Talk to Me: Design and the Communication Between People and Objects. “The bond between people and things has always been filled with powerful and unspoken sentiments going well beyond functional expectations and including attachment, love, possessiveness, jealousy, pride, curiosity, anger, even friendship and partnership.” Paola Antonelli (MoMA Senior Curator of Architecture and Design.)

Dwell features 10 incredible houses by Olson Kundig Architects. Each project incorporates steel in the most beautiful manner.

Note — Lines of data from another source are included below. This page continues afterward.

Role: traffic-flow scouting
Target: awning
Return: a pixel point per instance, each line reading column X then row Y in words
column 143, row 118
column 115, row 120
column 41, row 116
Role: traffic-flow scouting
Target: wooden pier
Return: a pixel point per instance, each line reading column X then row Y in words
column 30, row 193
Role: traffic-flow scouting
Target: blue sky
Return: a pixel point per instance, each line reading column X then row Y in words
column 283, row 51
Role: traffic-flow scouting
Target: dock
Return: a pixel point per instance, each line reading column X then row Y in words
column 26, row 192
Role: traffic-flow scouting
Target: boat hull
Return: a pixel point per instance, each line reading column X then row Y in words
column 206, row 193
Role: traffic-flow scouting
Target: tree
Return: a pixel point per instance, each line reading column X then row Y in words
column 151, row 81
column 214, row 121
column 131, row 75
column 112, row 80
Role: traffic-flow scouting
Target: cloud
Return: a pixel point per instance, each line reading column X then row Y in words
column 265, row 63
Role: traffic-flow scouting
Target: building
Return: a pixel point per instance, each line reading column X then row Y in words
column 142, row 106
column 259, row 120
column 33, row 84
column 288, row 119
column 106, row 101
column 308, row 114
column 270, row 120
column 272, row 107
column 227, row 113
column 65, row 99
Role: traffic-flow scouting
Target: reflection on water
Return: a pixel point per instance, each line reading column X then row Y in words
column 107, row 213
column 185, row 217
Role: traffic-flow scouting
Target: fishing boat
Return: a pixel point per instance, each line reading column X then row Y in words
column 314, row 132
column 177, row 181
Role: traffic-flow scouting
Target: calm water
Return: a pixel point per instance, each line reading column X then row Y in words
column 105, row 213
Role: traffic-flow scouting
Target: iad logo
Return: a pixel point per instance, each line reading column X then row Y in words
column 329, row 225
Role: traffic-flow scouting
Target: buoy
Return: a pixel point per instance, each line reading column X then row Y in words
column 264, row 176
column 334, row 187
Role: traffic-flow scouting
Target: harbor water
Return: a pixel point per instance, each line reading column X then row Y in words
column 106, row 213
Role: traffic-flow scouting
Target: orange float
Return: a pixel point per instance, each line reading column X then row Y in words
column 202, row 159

1. Sensors, 2. Robotics, 3. 3D printing, 4. Synthetic Biology, 5. Crowd-funding; 5 technologies that are shaping the future of designhttp://bit.ly/1iR2Al6

The future of volume house-building, or a novelty technology for temporary pavilions? Designed by Dus Architectswork begins on the world’s first 3D-printed house. The house is designed by Dus Architects. “The building industry is one of the most polluting and inefficient industries out there,” says Hedwig Heinsman of Dus. “With 3D-printing, there is zero waste, reduced transportation costs, and everything can be melted down and recycled. This could revolutionise how we make our cities.”

PediaPress is trying to raise enough money to make a print copy of all of Wikipedia (over 1 million pages and 80 meters of shelf space). By printing all 4.5 million articles PediaPress hopes to showcase just how large wikipedia really is.

Architizer has compiled an pretty impressive list of ‘50 incredibly cool new buildings.

Postcards from Portland: Spanish photographer Berta Pfirsich documents the weird and wonderful parts of Portland. The photographic series takes a fresh look at the city through her unique position.